Анафем
Шрифт:
— Вам тут делать нечего, — сказал Эстемард. — Что до пистолета, пристрели меня или верни его.
Лио и не думал возвращать пистолет.
Поначалу я так опешил, а потом так смутился, что стоял, как пень. Больше всего я боялся сделать что-нибудь неправильно. Однако лица товарищей придали мне смелости: я не хотел показаться нерешительным или растерянным.
— Поскольку ты утверждаешь, что нам тут делать нечего, — сказал я, — с каковым утверждением мы, между прочим, не согласны, то не в наших интересах давать тебе оружие.
К
— Лио, здесь многие ходят с пистолетами, — послышался голос Корд. — Я понимаю, чт оты подумал, но поверь мне, он не собирался тебе угрожать.
Все молчали, и Корд заговорила снова:
— Да бросьте вы, зануды несчастные, идёмте лучше на пикник!
— Пикник? — переспросил я.
— После службы, если погода хорошая, мы завтракаем на лугу, — сказал Эстемард. Вмешательство Корд явно его ободрило.
Я глянул через дверь во дворик и поймал взгляд Арсибальта. Тот поднял брови. Да. Эстемард стал богопоклонником.
В конценте мы всегда представляли дикарей заросшими оборванцами, но Эстемард больше напоминал аптекаря на пенсии, одетого для загородной прогулки.
Он ещё раз внимательно поглядел на меня и сказал:
— Ты, должно быть, Эразмас. — Видимо, это в какой-то мере его успокоило. Он глубоко вдохнул, прогоняя последние следы шока, пережитого, когда Лио уложил его на пол. — Да. Приглашаем всех на пикник, если вы пообещаете ни на кого не нападать.
Возражение, зародившееся у меня в мозгу, видимо, начало проступать на лице, потому что Эстемард снова улыбнулся и добавил:
— Я имею в виду, без повода. А поводов у вас не будет: здешние люди терпимее к инакам, чем вы к ним.
— Где Ороло?
Фраа Джад по-прежнему разглядывал фототипии открытой горной выработки. Его инфразвуковой голос огорошил нас всех:
— Ороло ушёл на север.
Эстемард опешил не меньше других, но довольно скоро вновь улыбнулся: он понял, как тысячелетник пришёл к своему выводу.
— Фраа Джад прав.
— Мы примем участие в пикнике, — объявил фраа Джад. Он произнёс незнакомое слово так, словно держал его пинцетом. — Мы с Эразмасом и Лио поедем сзади в машине Ганелиала Крейда.

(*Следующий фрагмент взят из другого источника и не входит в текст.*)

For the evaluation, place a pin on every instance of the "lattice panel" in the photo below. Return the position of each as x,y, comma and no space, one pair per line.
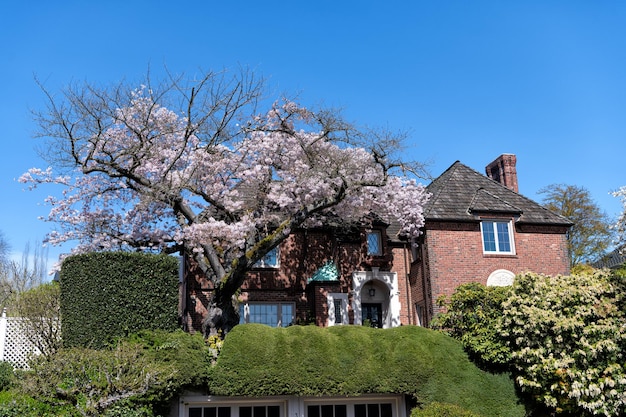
17,349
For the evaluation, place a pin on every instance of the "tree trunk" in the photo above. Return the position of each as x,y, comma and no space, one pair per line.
222,315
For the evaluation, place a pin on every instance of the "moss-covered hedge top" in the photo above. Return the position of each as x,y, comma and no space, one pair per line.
257,360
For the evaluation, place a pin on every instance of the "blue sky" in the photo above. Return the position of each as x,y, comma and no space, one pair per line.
469,80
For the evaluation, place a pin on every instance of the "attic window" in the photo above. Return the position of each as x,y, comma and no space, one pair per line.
374,243
270,260
497,237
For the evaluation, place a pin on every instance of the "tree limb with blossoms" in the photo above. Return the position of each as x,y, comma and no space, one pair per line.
194,167
620,224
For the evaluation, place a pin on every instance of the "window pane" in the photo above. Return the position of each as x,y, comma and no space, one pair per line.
273,411
223,412
504,244
269,260
374,243
489,238
385,410
338,315
327,410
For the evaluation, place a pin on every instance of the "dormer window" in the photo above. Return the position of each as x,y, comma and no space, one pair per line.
374,243
497,237
270,260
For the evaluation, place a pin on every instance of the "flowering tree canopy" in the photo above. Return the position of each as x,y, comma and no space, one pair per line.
620,225
197,169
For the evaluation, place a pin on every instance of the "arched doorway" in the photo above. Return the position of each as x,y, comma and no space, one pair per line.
385,297
374,304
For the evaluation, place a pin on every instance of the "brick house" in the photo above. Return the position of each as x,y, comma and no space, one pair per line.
478,229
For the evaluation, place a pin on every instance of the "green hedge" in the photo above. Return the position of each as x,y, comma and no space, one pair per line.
352,360
112,294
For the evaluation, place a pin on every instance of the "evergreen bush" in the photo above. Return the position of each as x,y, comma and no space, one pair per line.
113,294
442,410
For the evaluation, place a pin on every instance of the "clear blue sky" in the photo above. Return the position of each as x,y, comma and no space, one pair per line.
545,80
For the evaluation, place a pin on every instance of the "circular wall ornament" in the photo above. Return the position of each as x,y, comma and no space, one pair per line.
500,278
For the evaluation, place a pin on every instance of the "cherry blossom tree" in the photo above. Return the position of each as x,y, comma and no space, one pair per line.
620,225
194,167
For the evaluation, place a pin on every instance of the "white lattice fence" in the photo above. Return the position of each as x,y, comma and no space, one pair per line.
15,347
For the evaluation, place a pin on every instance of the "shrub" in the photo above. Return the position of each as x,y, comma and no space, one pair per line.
16,404
39,307
442,410
7,375
110,295
141,373
259,361
568,339
471,317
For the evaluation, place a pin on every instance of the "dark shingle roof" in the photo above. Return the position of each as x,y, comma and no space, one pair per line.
461,192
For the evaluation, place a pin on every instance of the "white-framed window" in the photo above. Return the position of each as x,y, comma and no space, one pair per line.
375,408
271,314
374,243
497,237
234,410
337,308
270,260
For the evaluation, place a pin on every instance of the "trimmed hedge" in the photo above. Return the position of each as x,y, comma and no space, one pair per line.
107,295
352,360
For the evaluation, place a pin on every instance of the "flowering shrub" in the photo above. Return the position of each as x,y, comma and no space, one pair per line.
567,335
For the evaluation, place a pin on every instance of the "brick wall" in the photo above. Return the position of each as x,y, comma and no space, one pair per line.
455,256
300,255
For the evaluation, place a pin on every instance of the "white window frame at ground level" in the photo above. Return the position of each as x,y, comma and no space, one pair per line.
246,316
295,405
491,226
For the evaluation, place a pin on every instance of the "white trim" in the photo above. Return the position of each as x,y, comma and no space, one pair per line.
493,222
391,305
291,405
330,301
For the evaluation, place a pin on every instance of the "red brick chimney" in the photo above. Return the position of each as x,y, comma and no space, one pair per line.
503,170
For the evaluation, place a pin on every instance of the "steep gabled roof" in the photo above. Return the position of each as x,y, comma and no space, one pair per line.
461,192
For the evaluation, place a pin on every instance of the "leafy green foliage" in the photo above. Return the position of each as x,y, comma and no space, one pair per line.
17,404
591,233
442,410
7,376
141,373
568,338
352,360
108,295
471,316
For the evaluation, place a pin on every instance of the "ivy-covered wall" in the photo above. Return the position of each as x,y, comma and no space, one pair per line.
111,294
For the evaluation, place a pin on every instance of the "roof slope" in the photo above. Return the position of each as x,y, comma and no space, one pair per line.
461,192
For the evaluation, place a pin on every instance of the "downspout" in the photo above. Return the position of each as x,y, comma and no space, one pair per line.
407,284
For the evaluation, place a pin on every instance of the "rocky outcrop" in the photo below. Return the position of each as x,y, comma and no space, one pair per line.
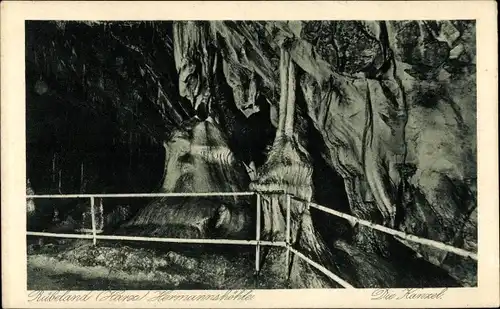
388,106
395,105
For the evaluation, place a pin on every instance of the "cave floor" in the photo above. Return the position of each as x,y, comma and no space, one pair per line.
77,265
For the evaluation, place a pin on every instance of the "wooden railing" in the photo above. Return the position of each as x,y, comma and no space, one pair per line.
257,242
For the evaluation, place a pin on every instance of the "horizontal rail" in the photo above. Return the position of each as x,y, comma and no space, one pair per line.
160,239
325,271
403,235
117,195
88,231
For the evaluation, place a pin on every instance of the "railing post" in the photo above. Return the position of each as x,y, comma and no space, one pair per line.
257,237
92,213
288,233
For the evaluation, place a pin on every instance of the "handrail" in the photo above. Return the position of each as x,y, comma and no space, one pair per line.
162,239
400,234
171,194
283,244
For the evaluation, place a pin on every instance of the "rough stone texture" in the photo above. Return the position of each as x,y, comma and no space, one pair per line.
393,103
198,160
400,132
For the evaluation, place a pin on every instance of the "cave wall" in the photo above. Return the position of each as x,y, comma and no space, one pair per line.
389,106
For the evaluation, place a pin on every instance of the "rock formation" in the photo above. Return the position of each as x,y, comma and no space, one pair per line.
386,107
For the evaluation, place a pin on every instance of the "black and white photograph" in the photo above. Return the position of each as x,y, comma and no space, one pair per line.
237,154
251,154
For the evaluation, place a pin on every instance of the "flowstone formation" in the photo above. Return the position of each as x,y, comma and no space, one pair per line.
385,111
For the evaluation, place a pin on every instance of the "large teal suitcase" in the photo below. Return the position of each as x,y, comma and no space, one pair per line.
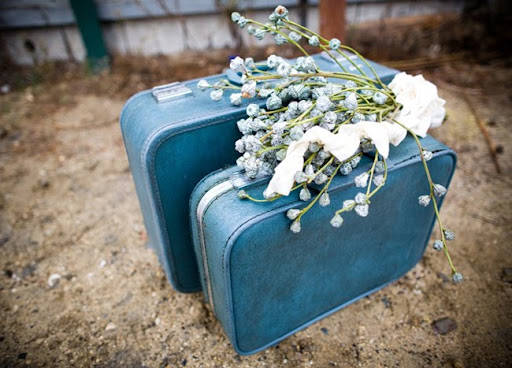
265,282
174,136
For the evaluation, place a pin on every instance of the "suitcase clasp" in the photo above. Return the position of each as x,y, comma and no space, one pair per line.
170,91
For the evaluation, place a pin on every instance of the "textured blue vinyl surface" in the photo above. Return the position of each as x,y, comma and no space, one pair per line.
268,282
170,147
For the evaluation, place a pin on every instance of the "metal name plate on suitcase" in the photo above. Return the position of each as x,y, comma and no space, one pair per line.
174,136
265,282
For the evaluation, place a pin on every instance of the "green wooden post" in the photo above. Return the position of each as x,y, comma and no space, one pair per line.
92,36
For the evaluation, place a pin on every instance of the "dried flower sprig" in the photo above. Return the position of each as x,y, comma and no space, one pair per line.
316,124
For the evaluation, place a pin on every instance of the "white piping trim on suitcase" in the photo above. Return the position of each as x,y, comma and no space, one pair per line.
204,203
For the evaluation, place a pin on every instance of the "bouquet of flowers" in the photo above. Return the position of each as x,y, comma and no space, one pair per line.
317,124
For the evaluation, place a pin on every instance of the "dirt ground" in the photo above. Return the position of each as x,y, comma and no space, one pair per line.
68,207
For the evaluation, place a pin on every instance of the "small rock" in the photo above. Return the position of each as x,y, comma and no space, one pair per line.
109,239
506,275
387,302
110,327
28,270
444,325
54,280
43,183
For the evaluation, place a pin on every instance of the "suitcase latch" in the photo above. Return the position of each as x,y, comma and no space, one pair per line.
170,91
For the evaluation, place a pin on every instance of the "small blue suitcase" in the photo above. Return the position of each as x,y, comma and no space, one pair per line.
174,136
264,282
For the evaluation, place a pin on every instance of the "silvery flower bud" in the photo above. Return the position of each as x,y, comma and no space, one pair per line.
361,198
357,118
334,44
260,33
309,170
321,179
362,209
324,103
304,194
251,30
309,64
329,117
203,85
249,89
438,245
324,200
252,110
237,64
314,41
367,146
277,140
284,69
287,140
273,61
323,154
424,200
279,39
314,147
355,161
439,190
236,99
329,170
380,98
448,234
265,92
305,93
329,127
348,204
300,177
296,133
240,146
216,94
242,21
350,84
371,117
281,155
235,16
457,277
295,36
243,126
305,105
427,155
274,102
293,213
295,227
380,167
378,180
249,63
350,102
361,180
346,169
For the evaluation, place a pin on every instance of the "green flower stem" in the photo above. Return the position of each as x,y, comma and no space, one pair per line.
277,196
324,189
341,53
372,171
276,29
383,182
321,170
271,148
432,196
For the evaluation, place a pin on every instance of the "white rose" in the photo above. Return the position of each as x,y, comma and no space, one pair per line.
422,107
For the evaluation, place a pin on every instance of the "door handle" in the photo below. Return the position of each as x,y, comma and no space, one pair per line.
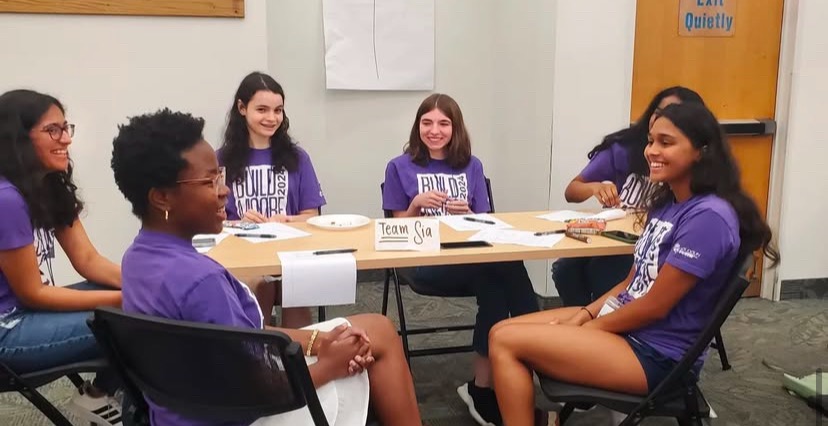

Указания просочились во двор. Все развернулись и пошли к машинам. Лио вытащил обойму, затем по отдельности вручил её и пистолет Эстемарду. Тот нехотя вышел вместе с Крисканом. Как только они скрылись за самодельными воротами,
Тысячелетник вышел из клуатра Ороло и затолкал все листы в жаровню. Потом вытащил из продуктового ящика коробку спичек.
— По этикетке я заключаю, что это некий праксис получения огня, — сказал он.
Мы показали ему, как пользоваться спичками. Он поджёг листы. Мы стояли и смотрели, пока они не обратились в золу. Фраа Джад поворошил её палкой.
— Пора на пикник, — объявил он.
На спуске с холма, подпрыгивая в открытом кузове, словно бутылки в ящике, мы смотрели, как на лужайке перед скинией идут приготовления к пикнику. Судя по всему, здешние жители относились к пикникам так же серьёзно, как к религиозным службам.
Фраа Джад, видимо, думал о чём-то другом и молчал почти до самого Пробла. Перед въездом в посёлок он постучал по кабине кузовиля и на орте спросил Крейда, можно ли тут остановиться. На совершенно чудовищном орте Крейд ответил, что, конечно, можно.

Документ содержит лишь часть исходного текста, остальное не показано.